If frames are old, damaged or disease has been prevalent, they should be destroyed by burning. However, if Nosema or Chalkbrood has been diagnosed you could treat boxes and newer frames with 80% acetic acid fumigation – remembering this is a hazardous chemical to store and use so if considering this, research the procedure on the NBU website Beebase and follow instructions to the letter. Other cleaning tasks include cleaning out solar extractors and using a wire brush to scrape out smokers then burn out the residue. Don’t forget to deal with the odd bits of wax and brace comb. Finally, after a last wash, store your bee suit, in a clean, dry place until needed, rather than leave it hanging in the bee shed to get mildew. Also, while things are still fresh in your mind, update and review your records making a list of any damaged as well as new equipment needed, in order to take advantage of sales.
With the shorter daylight hours and lack of sun, there is no point loading the solar extractor but wax can be reclaimed by slowly melting down in rain water with a drop of washing up liquid or in a Bain- Marie. Do not use gas/naked flames as wax is highly flammable – we use a small portable induction hob kept for wax only as, however careful, it tends to drip everywhere. Remember to melt the wax slowly over a low heat, then leave to cool, as wax that is overheated will turn grey and is not suitable for reuse.

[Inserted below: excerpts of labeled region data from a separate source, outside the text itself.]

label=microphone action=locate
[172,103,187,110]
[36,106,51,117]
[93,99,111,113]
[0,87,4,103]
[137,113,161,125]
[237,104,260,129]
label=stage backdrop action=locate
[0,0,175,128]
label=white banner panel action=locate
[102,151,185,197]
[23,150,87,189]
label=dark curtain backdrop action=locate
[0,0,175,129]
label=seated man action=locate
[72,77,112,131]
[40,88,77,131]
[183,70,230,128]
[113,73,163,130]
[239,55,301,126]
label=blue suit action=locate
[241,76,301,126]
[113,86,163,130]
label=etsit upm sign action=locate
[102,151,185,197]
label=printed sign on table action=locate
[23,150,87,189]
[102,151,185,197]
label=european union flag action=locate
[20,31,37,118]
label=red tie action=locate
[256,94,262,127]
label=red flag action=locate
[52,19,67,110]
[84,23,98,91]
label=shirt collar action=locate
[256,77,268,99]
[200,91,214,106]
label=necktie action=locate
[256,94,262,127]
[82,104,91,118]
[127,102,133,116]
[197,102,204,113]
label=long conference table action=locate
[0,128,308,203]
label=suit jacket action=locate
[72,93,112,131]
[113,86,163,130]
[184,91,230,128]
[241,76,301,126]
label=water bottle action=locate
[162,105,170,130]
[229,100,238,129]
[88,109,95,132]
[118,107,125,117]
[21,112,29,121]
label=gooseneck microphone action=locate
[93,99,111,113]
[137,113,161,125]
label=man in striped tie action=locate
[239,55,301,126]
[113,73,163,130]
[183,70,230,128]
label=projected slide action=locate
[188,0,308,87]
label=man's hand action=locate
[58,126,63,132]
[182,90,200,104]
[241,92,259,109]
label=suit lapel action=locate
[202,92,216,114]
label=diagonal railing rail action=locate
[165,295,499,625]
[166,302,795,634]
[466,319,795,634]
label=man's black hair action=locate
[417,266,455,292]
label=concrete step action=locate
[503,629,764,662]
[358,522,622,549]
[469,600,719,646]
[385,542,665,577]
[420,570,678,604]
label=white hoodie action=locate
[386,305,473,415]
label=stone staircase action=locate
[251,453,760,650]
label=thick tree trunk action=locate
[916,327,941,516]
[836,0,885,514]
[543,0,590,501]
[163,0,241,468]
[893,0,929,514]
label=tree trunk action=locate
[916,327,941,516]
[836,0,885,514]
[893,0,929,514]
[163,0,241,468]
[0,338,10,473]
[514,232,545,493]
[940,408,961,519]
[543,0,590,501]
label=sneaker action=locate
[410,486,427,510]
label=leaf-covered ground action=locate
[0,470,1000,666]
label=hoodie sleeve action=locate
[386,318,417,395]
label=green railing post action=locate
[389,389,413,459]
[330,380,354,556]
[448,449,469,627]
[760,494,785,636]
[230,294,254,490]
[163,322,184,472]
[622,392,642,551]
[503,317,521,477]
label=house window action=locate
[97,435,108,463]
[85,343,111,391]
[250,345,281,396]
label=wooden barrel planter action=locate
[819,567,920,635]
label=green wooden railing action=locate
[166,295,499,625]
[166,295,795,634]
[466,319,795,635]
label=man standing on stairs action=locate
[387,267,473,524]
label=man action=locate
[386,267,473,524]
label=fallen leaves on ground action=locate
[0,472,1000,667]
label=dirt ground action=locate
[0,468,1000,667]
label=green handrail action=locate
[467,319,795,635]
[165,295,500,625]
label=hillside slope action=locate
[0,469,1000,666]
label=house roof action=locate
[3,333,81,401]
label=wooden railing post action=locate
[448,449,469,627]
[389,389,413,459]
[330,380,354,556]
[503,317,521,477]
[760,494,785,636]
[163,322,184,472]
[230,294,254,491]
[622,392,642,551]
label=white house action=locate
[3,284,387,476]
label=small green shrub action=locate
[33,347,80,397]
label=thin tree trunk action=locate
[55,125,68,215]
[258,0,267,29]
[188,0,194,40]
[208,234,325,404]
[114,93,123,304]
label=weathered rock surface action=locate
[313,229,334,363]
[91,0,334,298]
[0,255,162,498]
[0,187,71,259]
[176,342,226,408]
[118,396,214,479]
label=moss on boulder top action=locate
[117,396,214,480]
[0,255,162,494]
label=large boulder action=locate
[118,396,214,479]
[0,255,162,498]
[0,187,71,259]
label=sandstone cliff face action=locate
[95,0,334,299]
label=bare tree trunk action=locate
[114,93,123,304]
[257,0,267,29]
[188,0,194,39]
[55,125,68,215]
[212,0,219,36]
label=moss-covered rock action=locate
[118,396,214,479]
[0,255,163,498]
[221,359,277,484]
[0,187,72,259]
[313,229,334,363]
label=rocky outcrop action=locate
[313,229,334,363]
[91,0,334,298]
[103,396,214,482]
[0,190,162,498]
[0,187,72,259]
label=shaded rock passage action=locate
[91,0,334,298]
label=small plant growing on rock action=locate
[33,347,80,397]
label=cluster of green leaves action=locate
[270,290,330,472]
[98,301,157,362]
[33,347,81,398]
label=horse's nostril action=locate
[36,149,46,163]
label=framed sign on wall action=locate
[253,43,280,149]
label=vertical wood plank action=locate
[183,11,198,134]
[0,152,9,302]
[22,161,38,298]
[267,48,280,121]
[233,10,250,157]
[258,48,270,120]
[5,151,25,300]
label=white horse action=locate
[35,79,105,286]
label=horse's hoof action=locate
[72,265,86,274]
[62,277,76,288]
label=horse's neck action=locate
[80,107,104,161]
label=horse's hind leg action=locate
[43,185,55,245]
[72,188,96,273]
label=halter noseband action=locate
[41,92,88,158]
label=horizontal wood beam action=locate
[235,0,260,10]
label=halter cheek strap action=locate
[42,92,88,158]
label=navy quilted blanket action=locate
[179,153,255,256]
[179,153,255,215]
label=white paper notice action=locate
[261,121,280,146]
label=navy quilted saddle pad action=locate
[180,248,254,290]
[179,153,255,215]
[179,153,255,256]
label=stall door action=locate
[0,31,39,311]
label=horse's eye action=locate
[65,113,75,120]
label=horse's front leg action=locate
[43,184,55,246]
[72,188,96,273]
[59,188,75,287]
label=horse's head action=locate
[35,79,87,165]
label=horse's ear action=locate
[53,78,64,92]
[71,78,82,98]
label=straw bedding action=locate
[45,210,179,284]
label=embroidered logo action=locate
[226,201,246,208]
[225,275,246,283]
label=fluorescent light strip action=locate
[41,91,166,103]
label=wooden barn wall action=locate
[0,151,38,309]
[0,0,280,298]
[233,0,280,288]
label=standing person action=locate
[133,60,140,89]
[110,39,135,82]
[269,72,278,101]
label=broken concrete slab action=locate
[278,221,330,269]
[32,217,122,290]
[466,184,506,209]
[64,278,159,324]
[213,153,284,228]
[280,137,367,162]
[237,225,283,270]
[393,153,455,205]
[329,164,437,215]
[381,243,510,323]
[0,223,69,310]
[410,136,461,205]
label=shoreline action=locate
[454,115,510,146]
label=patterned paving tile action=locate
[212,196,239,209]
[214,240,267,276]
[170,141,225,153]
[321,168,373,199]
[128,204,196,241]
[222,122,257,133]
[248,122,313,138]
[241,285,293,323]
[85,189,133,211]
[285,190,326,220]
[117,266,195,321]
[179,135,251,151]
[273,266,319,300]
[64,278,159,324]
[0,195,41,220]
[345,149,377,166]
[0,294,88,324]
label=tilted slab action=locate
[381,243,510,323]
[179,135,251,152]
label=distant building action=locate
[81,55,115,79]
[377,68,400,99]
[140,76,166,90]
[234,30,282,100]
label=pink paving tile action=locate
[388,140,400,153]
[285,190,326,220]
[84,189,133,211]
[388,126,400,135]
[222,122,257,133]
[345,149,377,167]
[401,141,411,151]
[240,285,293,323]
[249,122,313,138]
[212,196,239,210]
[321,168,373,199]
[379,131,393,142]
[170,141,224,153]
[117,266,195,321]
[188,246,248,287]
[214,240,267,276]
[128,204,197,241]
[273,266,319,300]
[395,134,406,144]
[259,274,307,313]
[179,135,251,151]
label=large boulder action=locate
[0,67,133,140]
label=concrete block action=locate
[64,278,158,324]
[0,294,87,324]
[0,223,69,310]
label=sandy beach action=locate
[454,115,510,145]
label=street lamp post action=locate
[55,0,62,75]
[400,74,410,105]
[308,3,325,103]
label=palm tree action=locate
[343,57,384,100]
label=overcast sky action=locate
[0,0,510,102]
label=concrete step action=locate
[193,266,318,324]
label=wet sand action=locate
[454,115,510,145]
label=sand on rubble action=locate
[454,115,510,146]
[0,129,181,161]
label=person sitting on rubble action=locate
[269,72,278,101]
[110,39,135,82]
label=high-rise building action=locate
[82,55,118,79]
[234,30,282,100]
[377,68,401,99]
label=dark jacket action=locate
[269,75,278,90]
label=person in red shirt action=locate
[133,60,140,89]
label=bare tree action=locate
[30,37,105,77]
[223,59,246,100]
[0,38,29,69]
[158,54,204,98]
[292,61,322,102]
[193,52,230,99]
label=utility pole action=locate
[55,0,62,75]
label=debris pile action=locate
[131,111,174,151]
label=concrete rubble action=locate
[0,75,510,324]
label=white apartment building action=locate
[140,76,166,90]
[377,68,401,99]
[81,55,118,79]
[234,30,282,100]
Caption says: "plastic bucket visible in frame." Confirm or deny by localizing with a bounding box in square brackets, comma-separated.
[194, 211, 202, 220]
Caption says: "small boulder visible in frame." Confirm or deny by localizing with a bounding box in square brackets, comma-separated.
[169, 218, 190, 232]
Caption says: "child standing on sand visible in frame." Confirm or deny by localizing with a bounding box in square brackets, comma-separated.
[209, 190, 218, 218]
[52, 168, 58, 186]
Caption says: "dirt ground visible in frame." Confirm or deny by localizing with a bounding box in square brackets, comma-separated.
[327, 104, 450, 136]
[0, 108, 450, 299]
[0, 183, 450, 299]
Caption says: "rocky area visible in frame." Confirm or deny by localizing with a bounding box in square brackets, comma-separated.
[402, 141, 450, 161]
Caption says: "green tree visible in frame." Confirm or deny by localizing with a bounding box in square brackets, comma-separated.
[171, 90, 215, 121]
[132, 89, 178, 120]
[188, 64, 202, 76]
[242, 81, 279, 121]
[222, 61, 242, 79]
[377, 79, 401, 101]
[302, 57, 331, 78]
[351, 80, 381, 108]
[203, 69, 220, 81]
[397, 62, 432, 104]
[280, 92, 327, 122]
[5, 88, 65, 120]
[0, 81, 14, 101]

Normally at this time in the year, I would be looking forward to the National Honey Show and deciding what hive products to enter into our own FBKA Honey Show or getting nervous about taking a module exam in November but with the current Covid-19 situation all these are suspended. However, the National Honey Show Lecture Programme is still going ahead online and is always well worth watching to develop beekeeping skills as well as keep up to date with the latest research. Details can be found by visiting www.honeyshow.co.uk.
checklist for october
- Be on the alert for Asian Hornet queens
- Remove varroa treatments & queen excluders
- Ensure colonies are up to winter weight, circa 20-25 kg
- Feed fondant if underweight
- Ensure hives are sound and waterproof
- Turn entrance reducers upside down
- Apply mouse guards
- Apply wire netting/builders’ membrane against woodpeckers
- Strap hives to stands or put weight on roofs
- Clean and store all spare kit
- Clear up around the apiary
- Review hive records & list equipment needed.